The Incarnation. The eternal Logos became human. The Logos was not incarnated from all-eternity, there being a change within the Godhead at the Incarnation and for ever. Timelessness seems to me to suggest that the Incarnation would need to be an eternal situation rather than an eternal intention. So there is a very real change for the Trinity – a before Incarnation, a while incarnated on earth, and a post-resurrection but continuing incarnation. Timelessness necessitates that all events (from our perspective – past, present and future) are now all instantaneously occurring within the experience of God. Maybe that makes God sound awesome but in what sense can we say that the future has already been experienced (or more correctly is being experienced now) by God? The return of Christ, the ‘God will be all in all’, ‘his dwelling place will be with his people’ are all descriptions of a future event for us… and I suggest that those also have to be future experiences for God.

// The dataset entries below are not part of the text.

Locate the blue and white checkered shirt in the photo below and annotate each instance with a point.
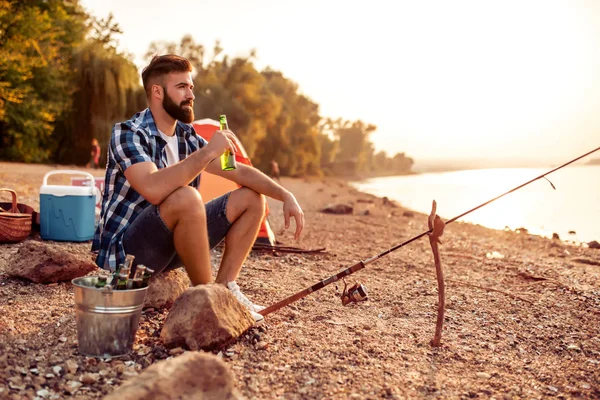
(133, 141)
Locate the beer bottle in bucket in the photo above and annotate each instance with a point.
(227, 158)
(147, 274)
(122, 282)
(101, 282)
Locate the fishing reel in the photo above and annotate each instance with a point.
(354, 293)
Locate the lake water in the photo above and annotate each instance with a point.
(573, 206)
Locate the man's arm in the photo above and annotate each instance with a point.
(156, 184)
(252, 178)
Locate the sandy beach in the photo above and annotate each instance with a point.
(522, 312)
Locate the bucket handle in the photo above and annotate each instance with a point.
(72, 172)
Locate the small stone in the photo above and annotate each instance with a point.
(130, 373)
(261, 345)
(144, 350)
(89, 378)
(71, 366)
(72, 386)
(119, 369)
(176, 351)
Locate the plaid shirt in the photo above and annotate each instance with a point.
(133, 141)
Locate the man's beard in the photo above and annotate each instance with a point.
(179, 112)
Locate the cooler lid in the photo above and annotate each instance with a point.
(65, 190)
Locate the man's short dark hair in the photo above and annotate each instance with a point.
(162, 65)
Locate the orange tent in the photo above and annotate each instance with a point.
(212, 186)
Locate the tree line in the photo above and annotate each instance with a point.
(63, 82)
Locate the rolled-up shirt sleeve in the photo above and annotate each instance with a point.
(129, 147)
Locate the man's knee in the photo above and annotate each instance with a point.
(183, 202)
(245, 199)
(255, 200)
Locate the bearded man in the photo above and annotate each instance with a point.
(151, 206)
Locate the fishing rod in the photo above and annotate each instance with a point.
(358, 292)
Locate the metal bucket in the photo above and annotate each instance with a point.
(107, 320)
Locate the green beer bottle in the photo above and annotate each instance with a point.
(101, 282)
(227, 158)
(146, 277)
(122, 282)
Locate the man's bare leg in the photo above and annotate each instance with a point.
(184, 214)
(245, 209)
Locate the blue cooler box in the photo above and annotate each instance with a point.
(67, 213)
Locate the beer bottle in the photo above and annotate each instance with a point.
(101, 282)
(147, 274)
(139, 271)
(122, 282)
(227, 158)
(128, 262)
(115, 275)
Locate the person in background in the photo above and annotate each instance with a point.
(151, 207)
(275, 170)
(94, 155)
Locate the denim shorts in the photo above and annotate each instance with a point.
(151, 241)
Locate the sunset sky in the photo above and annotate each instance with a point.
(505, 81)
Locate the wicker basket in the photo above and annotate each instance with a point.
(14, 225)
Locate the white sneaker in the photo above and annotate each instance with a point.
(254, 308)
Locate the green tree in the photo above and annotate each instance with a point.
(107, 90)
(35, 46)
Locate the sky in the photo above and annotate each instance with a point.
(511, 83)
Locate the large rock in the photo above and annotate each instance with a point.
(165, 288)
(49, 263)
(205, 317)
(192, 375)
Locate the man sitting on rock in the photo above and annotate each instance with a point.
(151, 206)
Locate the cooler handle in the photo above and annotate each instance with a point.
(72, 172)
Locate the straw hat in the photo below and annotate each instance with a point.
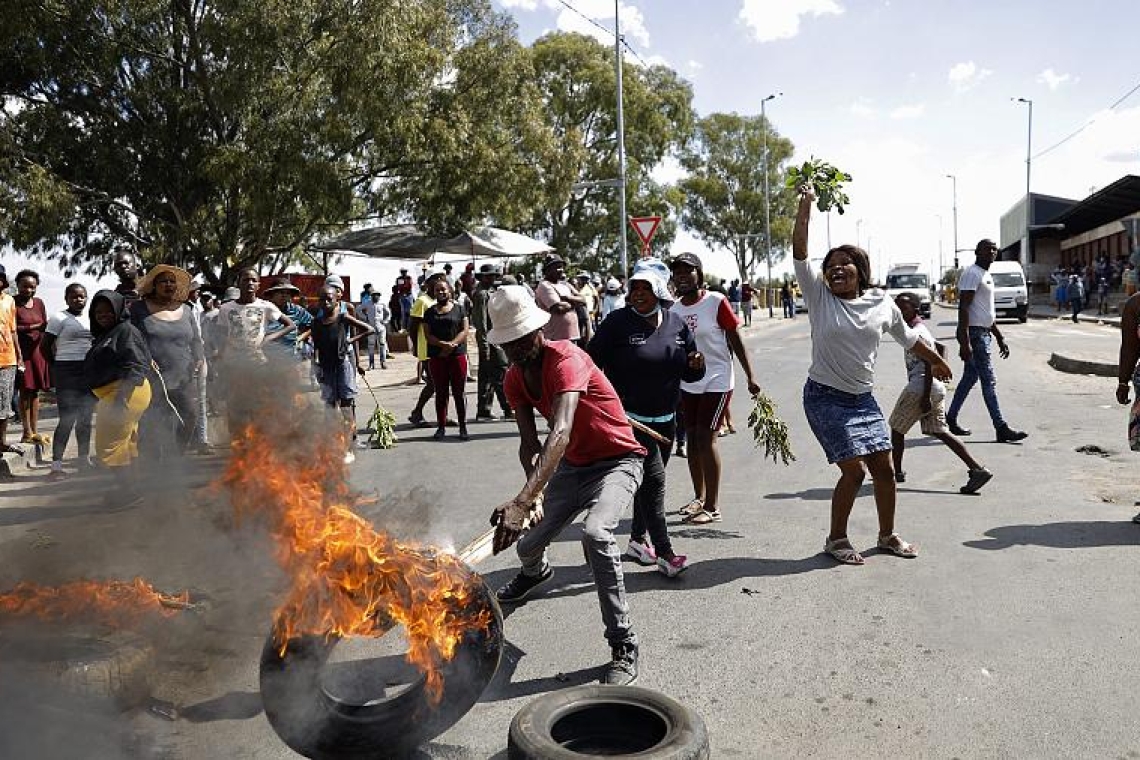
(514, 315)
(181, 279)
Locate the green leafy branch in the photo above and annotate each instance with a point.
(770, 431)
(827, 182)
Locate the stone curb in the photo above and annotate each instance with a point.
(1072, 366)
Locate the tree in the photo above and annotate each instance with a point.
(219, 135)
(577, 79)
(724, 190)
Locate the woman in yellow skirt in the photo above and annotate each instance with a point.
(116, 369)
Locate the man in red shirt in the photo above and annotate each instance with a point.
(591, 462)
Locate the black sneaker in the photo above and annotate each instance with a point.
(623, 668)
(520, 587)
(959, 431)
(978, 477)
(1009, 435)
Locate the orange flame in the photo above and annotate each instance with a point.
(347, 578)
(111, 603)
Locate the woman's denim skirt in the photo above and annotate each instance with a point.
(847, 425)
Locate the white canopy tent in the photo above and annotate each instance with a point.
(407, 243)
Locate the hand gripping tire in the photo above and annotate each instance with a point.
(586, 721)
(317, 725)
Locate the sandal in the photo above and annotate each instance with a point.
(703, 517)
(843, 552)
(692, 507)
(895, 545)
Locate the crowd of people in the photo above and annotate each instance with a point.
(621, 373)
(1081, 286)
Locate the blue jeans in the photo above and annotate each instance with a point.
(979, 367)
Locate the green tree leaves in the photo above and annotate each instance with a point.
(724, 190)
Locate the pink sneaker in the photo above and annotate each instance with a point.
(643, 554)
(673, 568)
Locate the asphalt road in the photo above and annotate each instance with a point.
(1012, 634)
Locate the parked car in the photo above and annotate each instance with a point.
(1011, 299)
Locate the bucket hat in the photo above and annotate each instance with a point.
(181, 279)
(513, 313)
(654, 272)
(687, 259)
(283, 284)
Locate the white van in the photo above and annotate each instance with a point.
(910, 278)
(1011, 296)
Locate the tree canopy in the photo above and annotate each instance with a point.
(724, 191)
(217, 135)
(578, 83)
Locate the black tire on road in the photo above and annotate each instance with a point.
(586, 721)
(104, 668)
(317, 725)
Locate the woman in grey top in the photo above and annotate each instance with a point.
(174, 340)
(847, 324)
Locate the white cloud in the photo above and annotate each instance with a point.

I appreciate there are some real difficulties in the issue of time and God. What would it mean that he lives in time? (I suspect that maybe we should be more profitably exploring that time is in God – therefore any creation has to exist in time.) It certainly would not mean that God grows old or decays, nor that s/he is growing in strength and wisdom, as if given another opportunity the next creation project would be better – though we do have the ‘God regretted he had…’ statements in Scripture.
So however challenging the philosophical nature of this discussion is, I find the concept of timelessness all-but impossible to embrace. There are difficulties with God in time – hence the concept of time being in God might be the way forward – but for me I have to lean heavily in this direction. There is a future for God as well as a future for creation that we (God and creation) are waiting for.
So we have to affirm there never was (a time word) when God was not, and there never will be when God will not be. S/he is not created, but has eternally existed, and will eternally exist. I can experience God by the Spirit today, but more remarkably I can equally be experienced by God today. There are no surprises to God in that relationship but I can certainly give pleasure to the One who redeemed me.
The present two-way relational experience is not dependent on our view of God and time, but seems more consistent with with the God of the Scriptures.